In most of the reported cases skin-tube esophagoplasties yielded good functional results for years. There are a couple of reports in the literature in which precancerous lesions or squamous cell carcinoma in the skin tube has developed [47]. The time between esophagoplasty and development of squamous cell carcinoma has been reported to be approximately 30 to 40 years [46]. The lesions occurring in the antethoracal skin tube have been seen as results of the chronic physical and chemical irritation by food and gastroneoesophageal reflux [6]. Interestingly, malignant changes of the epithelium in the middle part of the skin tube were rare, although they were frequently found at or in the ultimate vicinity of the anastomoses. The formation of little diverticula or blind sacs is quite frequently found in these areas for technical reasons. Because of retention of neoesophageal contents, these areas would be especially exposed to chemical irritations by saliva, food, or reflux. Similar conditions are encountered in cases of esophageal diverticula or achalasia, both of which are associated with a higher risk for the development of squamous cell carcinoma [8, 9]. Adenocarcinoma is, however, comparably rare in these conditions [810].

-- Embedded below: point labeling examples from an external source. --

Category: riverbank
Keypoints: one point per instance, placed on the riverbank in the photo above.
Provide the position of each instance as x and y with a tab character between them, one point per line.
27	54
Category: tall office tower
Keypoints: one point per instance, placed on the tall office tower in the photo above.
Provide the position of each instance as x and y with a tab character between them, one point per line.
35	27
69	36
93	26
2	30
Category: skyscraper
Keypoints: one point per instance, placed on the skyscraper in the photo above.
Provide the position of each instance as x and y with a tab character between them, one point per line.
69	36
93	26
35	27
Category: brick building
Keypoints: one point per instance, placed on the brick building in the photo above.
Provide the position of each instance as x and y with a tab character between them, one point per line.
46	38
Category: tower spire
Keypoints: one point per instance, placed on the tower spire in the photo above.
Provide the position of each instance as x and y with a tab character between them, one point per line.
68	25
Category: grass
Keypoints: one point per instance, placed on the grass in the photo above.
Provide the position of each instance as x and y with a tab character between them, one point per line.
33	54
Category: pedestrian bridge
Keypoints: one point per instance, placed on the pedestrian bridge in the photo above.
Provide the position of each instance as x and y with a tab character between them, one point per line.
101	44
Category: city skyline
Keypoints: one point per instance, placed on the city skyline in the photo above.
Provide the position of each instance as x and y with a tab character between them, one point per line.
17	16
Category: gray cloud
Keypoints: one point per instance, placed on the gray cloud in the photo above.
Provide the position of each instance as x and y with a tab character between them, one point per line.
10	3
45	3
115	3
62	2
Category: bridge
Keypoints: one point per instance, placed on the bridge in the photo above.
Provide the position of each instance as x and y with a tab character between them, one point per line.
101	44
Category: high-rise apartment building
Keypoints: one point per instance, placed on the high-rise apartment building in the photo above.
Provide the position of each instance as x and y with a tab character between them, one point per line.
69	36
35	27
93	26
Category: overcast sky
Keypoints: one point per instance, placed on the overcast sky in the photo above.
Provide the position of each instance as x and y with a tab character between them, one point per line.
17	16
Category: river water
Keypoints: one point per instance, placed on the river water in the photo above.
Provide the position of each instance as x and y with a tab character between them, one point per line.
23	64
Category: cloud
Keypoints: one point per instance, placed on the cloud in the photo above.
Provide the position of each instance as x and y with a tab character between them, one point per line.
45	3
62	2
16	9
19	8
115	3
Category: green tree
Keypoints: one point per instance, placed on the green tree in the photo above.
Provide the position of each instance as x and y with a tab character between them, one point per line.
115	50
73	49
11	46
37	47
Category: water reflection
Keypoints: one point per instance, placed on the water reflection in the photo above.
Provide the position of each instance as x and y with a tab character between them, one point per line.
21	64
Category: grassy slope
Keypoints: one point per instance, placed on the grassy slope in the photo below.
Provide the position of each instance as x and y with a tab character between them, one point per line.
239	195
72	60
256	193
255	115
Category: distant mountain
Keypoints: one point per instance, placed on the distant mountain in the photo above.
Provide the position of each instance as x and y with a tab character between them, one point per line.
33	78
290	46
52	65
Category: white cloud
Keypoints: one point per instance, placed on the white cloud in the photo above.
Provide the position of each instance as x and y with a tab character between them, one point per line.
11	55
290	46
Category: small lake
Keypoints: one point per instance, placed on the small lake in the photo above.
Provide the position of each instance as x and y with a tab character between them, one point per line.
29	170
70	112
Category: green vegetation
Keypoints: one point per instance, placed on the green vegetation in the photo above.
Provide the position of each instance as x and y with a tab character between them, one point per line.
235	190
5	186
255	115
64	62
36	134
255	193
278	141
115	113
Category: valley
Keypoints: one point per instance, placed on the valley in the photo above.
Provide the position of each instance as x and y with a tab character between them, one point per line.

Considering the parallels in potential mechanisms involved in cancer development, squamous cell carcinoma seems to occur frequently in patients with dermatoesophagoplasty, whereas the formation of adenocarcinoma is obviously a rare event.
Because of the known risk of malignant transformation in the skin tube Petri and colleagues [6] advocate endoscopic surveillance of patients with skin-tube esophagus on a regular basis, starting 10 years after esophagoplasty. It is also known that an esophagus injured by lye or acid is subject to an increased risk of malignant transformation. Inasmuch as endoscopic surveillance of the remnant esophagus is not possible in the presented case, an elective esophagectomy has to be discussed with the patient.
The described method of esophageal reconstruction by the creation of a presternal skin tube is no longer in use today, as methods with much better functional and also cosmetic results have been developed. Therefore the method has been widely forgotten. This paper is a historic review for the interested reader and may be of special interest to doctors specializing in esophageal diseases and surgery, who may once in a while encounter patients with skin-tube replacement of the esophagus.
In the further treatment of patients with dermatoesophagoplasties the increased risk of malignant transformation within the skin tube should be kept in mind and endoscopies should be performed on a regular basis. Thus, special attention should be paid to the anastomotic sites.